We are fortunate in Barbados to have an average per capita income level which places us above the poverty line. However, obesity, especially among children, raises the concern of proper nutritional balance.  We must focus on producing more locally and eating the right foods.

The Bank On Me TV Reality show, which is currently being aired on Tuesday nights at 8.05pm on Barbados CBC TV Channel 8,  is a novel and exciting show which invites entrepreneurs to take on challenges and make their pitch in front a panel of esteemed judges for various forms of available investment and support. There were 28 contestants who were accepted and it is heartening to note that among them were: (1) Adams Aqualife – a commercial fish farm; and (2) Caribbean Villa Chefs. Adams Aqualife is expanding its production of Red Tilapia and Red Claw Crayfish for the local food market. Caribbean Villa Chefs is a mobile company offering private chefs and hospitality staff for private villas, residences and offices who entertain friends and clients locally and regionally.

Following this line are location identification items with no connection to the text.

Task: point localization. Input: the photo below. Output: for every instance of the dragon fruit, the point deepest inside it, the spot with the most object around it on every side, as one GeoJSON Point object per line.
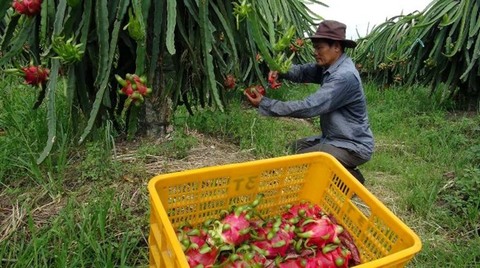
{"type": "Point", "coordinates": [27, 7]}
{"type": "Point", "coordinates": [320, 232]}
{"type": "Point", "coordinates": [297, 213]}
{"type": "Point", "coordinates": [35, 75]}
{"type": "Point", "coordinates": [195, 248]}
{"type": "Point", "coordinates": [244, 257]}
{"type": "Point", "coordinates": [303, 236]}
{"type": "Point", "coordinates": [233, 229]}
{"type": "Point", "coordinates": [274, 239]}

The Barbados Society of Technologists on Agriculture (BSTA), which is the successor organisation to the Barbados Sugar Technologists’ Association (1939), meets monthly and is a wealth of information regarding agricultural business opportunities. They include (1) Crops  (Fresh or Processed): Ornamentals – Fruits – Herbs – Spices – Oil – Organic – Aloe Vera – Cotton – Sugar Cane -Vegetables – Root Crops; (2) Livestock (Fresh or Processed):Eggs and Poultry – Pork – Dairy – Beef – Lamb – Chevon; (3) Scotland District/ Marine Environment – Forestry – Craft – Sericulture – Vermiculture – Composting – Aquaculture and Exotic Aquarium Fish – Industrial Mining – Recreational – Hospitality – Eco Tourism; and (4) Fisheries (Fresh and Processing) – In Shore – Off Shore – Deep Sea.

There is no shortage of opportunities we just need vision and action which must include seed/venture capital finance and shepherding to mitigate the risk of failure. Let us invest in local foods and create local jobs.